Поездка на родину теперь казалась ему сном. После тыла снова попасть на фронт, снова видеть смерть, хоронить товарищей было непереносимо тяжело.
Вечером в штабе дивизии была встреча с делегатами-земляками. Узнав, что приехали из дома, в штаб дивизии то и дело приходили командиры, спрашивая новости и письма.
– Ну, рассказывайте все по порядку, – попросил полковник Гришин Мазурина, когда немного улеглась суета встречи.
– Так, с чего начинать… Туда добрались благополучно. Двадцать восьмого выехали, а первого февраля были уже дома. На дорогах заносы, то и дело приходилось толкать машину.

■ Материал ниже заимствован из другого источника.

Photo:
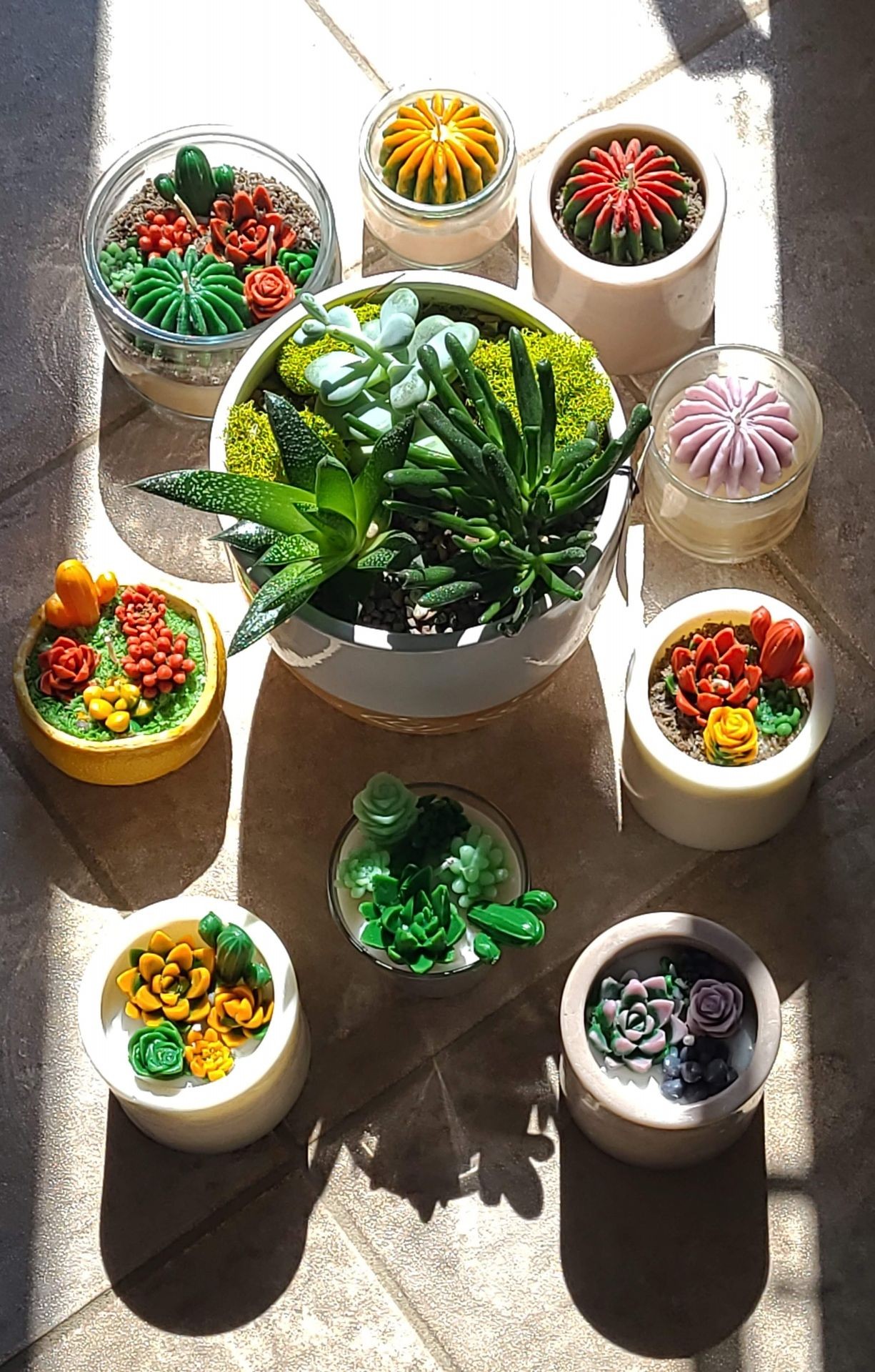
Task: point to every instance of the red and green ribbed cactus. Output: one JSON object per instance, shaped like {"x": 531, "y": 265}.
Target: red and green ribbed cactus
{"x": 626, "y": 201}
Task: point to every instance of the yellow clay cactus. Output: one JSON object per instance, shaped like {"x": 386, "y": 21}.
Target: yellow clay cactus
{"x": 207, "y": 1055}
{"x": 439, "y": 153}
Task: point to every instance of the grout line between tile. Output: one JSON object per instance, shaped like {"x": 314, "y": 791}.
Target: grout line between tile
{"x": 682, "y": 58}
{"x": 349, "y": 47}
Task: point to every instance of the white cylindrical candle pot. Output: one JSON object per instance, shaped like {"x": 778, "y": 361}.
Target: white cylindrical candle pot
{"x": 631, "y": 1120}
{"x": 706, "y": 806}
{"x": 207, "y": 1115}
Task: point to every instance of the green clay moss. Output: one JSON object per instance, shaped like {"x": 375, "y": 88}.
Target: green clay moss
{"x": 250, "y": 446}
{"x": 582, "y": 393}
{"x": 294, "y": 360}
{"x": 171, "y": 710}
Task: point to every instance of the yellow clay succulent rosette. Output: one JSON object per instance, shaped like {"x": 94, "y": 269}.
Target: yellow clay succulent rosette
{"x": 730, "y": 737}
{"x": 168, "y": 981}
{"x": 239, "y": 1013}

– А как Москва? – перебил его Гришин.
– Чувствуется настороженность во всем. Противотанковые ежи на улицах, следы бомб, но больших разрушений я не видел. Утром второго были уже в нашем обкоме, все четверо. Принимал нас сам товарищ Родионов – привет вам от него. Вошел в кабинет – ковры на полу, и как-то странно было видеть это после фронта, – улыбнулся Мазурин. – Встретил нас хорошо, с каждым за руку поздоровался, на стулья посадил. Я сказал, что командование нашей дивизии рапортует о делах, о подвигах, передал от вас привет, конечно. В кабинете было еще несколько человек обкомовских. Михаил Иванович зачитал им наш рапорт, потом о вас стал расспрашивать, о Канцедале. Потом предложил побывать в коллективах, рассказал, как много город делает для фронта: сормовичи – танки, самолеты, орудия, автозавод – «катюши». Даже папиросная фабрика переключилась на изготовление мин – начиняет их порохом. Люди, Иван Тихонович, сутками в цехах, народ трудится добросовестно. Я сказал, что кроме рапорта привез несколько статей для газеты. Родионов тут же позвонил Камчатову, редактору «Горьковской коммуны», спросил, сумеют ли они в газете дать целую страницу о нашей дивизии. После беседы Михаил Иванович угостил нас чаем, он вообще человек обаятельный. Как-то быстро располагает к себе.
Полковник Гришин вздохнул, задумавшись. Родионова он знал хорошо несколько лет, все заботы военных он всегда воспринимал как главнейшие в городе, а в снаряжении дивизии на фронт принимал такое живейшее участие, как будто сам должен был в ней воевать.